In 1950, a female artist from Sarasota took the top spot at a city art show.
What happened next led to one of the oldest continuously exhibiting group of women artists in the country.
When Martha Hartman won, she was expecting to receive the as advertised cash prize. Instead, the all-male jury figured the little lady would be just as happy with a certificate.
She was not.
In 1953, Hartman started the Petticoat Painters when she invited seven artists to display their work at the gallery she owned with her husband, artist William Hartman.
The group's current president, artist Evelyn McCorristin Peters, says its mission remains just as relevant today.
"I think women supporting women, no matter if they're equals or not, is a really important thing because we come at life with a different perspective,” she said.
When the Petticoat Painters formed, Sarasota was becoming known as an artist colony and male artists receieved the bulk of attention.
Even though women artists have seen greater exposure since, they still have a ways to go.

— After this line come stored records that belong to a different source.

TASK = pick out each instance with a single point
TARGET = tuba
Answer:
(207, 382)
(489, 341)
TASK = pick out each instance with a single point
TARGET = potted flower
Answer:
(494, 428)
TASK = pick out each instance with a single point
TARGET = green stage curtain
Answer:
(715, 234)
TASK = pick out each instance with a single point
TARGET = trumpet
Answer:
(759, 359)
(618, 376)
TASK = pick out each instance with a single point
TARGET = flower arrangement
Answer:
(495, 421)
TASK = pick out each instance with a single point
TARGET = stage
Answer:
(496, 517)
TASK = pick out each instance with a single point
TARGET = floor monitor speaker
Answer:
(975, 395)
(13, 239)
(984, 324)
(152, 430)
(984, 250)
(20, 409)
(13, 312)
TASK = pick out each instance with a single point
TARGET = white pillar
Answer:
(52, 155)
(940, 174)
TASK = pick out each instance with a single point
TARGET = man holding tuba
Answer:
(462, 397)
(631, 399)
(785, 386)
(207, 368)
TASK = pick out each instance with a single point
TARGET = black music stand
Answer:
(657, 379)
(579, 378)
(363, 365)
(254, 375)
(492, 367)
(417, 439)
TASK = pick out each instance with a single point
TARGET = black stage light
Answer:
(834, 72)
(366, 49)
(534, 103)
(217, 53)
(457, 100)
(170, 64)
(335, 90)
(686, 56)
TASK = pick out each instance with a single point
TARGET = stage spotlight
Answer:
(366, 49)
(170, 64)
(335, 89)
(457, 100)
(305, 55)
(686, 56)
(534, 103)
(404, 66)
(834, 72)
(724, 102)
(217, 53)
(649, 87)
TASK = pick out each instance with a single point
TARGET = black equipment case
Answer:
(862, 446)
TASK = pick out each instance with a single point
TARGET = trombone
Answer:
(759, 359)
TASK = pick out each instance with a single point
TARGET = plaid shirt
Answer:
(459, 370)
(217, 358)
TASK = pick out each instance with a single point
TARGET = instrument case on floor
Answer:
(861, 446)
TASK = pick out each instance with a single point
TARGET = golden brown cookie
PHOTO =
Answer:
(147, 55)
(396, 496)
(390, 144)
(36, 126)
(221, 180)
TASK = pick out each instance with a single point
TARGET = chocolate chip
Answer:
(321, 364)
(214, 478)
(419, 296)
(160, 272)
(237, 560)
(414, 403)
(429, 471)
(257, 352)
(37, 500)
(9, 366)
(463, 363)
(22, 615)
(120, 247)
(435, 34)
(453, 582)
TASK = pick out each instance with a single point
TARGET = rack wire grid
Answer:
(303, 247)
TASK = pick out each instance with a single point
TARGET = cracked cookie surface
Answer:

A recent survey of the permanent collections of 18 prominent art museums in the U.S. found that out of over 10,000 artists, 87% are male, and at auction, women’s artworks sell for significantly less than those by men.
That inequality is rooted in history.
For centuries, women were barred from studying the nude model. That kept female artists from even considering the profession.
Sarasota painter Kathy Wright is the newest member of the Petticoat Painters. She says the art world is slowly moving towards gender parity.
"We are getting closer to change as the millennial's begin to step forward with a different frame of reference," she said.
McCorristin Peters agrees.
"So much is changing for women right now with the 'me too' movement and all those things,” she said. “But the same prejudices and exclusions are happening. We are not there yet and we need to support each other so we can be there.”
Peters adds that the advent of social media has helped level the playing field for female artists.
“Being able to sell online has entirely changed the art market particularly for people in our category because we can advocate for ourselves,” she said.
Even so, she’s not suggesting that art should be viewed on a small screen.
“We still need galleries,” she said. "You need to see the work that way because it’s a much different experience. It broadens your world.”
The Petticoat Painters 66th annual exhibition is now on view at ArtCenter Manatee in Bradenton. You can meet the artists at an opening reception Thursday April 4 from 5 to 7 p.m.